Getting started with the HRRR-Mini example

To get started with CorrDiff, we provide a simplified version called CorrDiff-Mini that combines:

  1. A smaller neural network architecture that reduces memory usage and training time
  2. A reduced training dataset, based on the HRRR dataset, that contains fewer samples (available at NGC)

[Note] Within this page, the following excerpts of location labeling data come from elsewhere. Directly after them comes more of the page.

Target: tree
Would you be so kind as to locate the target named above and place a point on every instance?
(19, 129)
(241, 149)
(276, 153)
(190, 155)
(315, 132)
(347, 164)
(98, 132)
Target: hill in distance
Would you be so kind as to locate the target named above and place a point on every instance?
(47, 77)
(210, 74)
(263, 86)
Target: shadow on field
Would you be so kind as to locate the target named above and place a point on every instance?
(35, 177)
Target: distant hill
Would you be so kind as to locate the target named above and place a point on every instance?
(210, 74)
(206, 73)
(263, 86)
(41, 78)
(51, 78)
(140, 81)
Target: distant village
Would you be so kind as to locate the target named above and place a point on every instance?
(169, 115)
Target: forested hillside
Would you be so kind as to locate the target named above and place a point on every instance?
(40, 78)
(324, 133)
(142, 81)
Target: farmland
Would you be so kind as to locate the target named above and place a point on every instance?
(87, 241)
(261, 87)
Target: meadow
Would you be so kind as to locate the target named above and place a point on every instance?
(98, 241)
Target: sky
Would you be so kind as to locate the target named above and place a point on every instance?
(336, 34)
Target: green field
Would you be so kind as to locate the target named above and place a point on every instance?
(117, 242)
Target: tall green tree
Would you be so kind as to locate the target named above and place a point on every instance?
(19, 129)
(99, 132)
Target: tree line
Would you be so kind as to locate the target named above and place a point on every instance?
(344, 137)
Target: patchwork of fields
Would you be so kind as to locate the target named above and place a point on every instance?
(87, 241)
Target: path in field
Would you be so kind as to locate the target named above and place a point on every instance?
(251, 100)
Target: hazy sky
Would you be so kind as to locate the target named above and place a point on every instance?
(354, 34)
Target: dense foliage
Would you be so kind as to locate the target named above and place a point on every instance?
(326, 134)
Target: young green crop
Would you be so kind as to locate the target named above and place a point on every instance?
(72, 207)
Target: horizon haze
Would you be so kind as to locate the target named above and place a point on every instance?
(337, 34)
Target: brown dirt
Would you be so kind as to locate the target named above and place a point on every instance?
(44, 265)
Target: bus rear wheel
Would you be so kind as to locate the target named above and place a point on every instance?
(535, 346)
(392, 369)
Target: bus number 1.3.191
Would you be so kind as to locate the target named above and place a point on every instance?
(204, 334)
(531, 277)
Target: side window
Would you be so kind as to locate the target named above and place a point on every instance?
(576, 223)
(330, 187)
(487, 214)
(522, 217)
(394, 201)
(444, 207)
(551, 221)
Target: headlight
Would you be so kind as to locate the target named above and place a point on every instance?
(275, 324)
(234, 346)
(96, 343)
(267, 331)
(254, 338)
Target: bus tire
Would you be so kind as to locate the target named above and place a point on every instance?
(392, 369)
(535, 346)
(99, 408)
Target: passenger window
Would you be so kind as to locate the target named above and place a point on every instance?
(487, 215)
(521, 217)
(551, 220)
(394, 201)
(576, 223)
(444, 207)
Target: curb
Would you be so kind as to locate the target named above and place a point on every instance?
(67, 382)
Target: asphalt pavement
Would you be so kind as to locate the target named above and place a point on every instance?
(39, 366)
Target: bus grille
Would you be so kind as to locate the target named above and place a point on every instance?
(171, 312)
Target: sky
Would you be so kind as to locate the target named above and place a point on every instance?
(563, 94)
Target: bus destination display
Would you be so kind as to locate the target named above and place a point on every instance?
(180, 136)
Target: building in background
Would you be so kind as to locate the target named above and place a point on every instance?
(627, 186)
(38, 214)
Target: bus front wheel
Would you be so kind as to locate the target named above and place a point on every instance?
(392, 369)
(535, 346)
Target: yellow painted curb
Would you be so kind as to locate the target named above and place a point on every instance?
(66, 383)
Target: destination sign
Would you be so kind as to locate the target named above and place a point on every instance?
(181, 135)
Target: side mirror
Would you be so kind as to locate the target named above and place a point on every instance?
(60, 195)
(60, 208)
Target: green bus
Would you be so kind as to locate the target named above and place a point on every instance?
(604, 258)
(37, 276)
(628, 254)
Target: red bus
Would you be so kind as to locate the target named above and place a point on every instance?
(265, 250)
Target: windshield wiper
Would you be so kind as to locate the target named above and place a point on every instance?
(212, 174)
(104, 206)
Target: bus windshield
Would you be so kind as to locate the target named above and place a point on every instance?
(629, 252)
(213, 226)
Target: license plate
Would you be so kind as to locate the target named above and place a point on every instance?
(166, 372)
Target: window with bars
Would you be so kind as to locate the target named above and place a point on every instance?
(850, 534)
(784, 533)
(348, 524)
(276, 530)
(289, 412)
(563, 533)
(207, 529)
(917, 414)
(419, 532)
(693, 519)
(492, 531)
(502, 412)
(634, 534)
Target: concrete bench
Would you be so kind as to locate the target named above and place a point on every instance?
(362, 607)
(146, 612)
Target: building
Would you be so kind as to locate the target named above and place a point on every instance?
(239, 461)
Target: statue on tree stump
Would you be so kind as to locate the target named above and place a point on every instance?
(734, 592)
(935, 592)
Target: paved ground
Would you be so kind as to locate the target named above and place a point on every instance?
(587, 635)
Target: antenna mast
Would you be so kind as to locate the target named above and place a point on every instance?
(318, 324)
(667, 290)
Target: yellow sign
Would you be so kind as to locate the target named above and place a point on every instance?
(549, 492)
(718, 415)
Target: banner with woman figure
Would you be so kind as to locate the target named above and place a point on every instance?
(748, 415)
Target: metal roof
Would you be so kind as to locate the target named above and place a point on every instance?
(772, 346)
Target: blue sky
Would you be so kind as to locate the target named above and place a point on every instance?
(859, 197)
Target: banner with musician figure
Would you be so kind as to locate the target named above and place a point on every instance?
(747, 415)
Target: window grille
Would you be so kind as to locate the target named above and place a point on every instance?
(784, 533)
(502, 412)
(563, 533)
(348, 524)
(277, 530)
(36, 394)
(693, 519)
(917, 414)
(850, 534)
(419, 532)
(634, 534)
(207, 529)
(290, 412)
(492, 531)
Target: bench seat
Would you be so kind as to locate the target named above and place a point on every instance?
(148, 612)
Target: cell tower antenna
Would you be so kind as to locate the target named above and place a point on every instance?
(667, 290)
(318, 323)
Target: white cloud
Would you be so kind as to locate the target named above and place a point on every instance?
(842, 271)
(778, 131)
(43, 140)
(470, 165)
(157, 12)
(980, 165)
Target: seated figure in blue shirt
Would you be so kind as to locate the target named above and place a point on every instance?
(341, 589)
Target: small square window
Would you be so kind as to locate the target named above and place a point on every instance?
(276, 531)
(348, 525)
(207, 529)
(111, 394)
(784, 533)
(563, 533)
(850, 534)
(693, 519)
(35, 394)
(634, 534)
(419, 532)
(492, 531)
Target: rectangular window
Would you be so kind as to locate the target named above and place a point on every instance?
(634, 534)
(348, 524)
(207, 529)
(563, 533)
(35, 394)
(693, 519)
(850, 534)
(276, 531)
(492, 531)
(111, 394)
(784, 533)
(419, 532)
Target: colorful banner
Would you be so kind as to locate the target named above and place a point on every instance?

Together, these modifications reduce training time from thousands of GPU hours to around 10 hours on A100 GPUs. The simplified data loader included with CorrDiff-Mini also serves as a helpful example for training CorrDiff on custom datasets. Note that CorrDiff-Mini is intended for learning and educational purposes only - its predictions should not be used for real applications.

Preliminaries

Start by installing PhysicsNeMo (if not already installed) and copying this folder (examples/generative/corrdiff) to a system with a GPU available. Also download the CorrDiff-Mini dataset from NGC.

Configuration basics

CorrDiff training is managed through train.py and uses YAML configuration files powered by Hydra. The configuration system is organized as follows:

  • Base Configurations: Located in the conf/base directory
  • Configuration Files:
    • Training Configurations:
      • GEFS-HRRR dataset (continental United States):
        • conf/config_training_gefs_hrrr_regression.yaml - Configuration for training the regression model on GEFS-HRRR dataset
        • conf/config_training_gefs_hrrr_diffusion.yaml - Configuration for training the diffusion model on GEFS-HRRR dataset
      • HRRR-Mini dataset (smaller continental United States,):
        • conf/config_training_hrrr_mini_regression.yaml - Simplified regression model training setup for the HRRR-Mini example
        • conf/config_training_hrrr_mini_diffusion.yaml - Simplified diffusion model training setup for the HRRR-Mini example
      • Taiwan dataset:
        • conf/config_training_taiwan_regression.yaml - Configuration for training the regression model on Taiwan weather data
        • conf/config_training_taiwan_diffusion.yaml - Configuration for training the diffusion model on Taiwan weather data
      • Custom dataset:
        • conf/config_training_custom.yaml - Template configuration for training on custom datasets
    • Generation Configurations:
      • conf/config_generate_taiwan.yaml - Settings for generating predictions using Taiwan-trained models
      • conf/config_generate_hrrr_mini.yaml - Settings for generating predictions using HRRR-Mini models
      • conf/config_generate_gefs_hrrr.yaml - Settings for generating predictions using GEFS-HRRR models
      • conf/config_generate_custom.yaml - Template configuration for generation with custom trained models

To select a specific configuration, use the --config-name option when running the training script. Each training configuration file defines three main components:

  1. Training dataset parameters
  2. Model architecture settings
  3. Training hyperparameters

You can modify configuration options in two ways:

  1. Direct Editing: Modify the YAML files directly
  2. Command Line Override: Use Hydra's ++ syntax to override settings at runtime

For example, to change the training batch size (controlled by training.hp.total_batch_size):

python train.py ++training.hp.total_batch_size=64  # Sets batch size to 64

This modular configuration system allows for flexible experimentation while maintaining reproducibility.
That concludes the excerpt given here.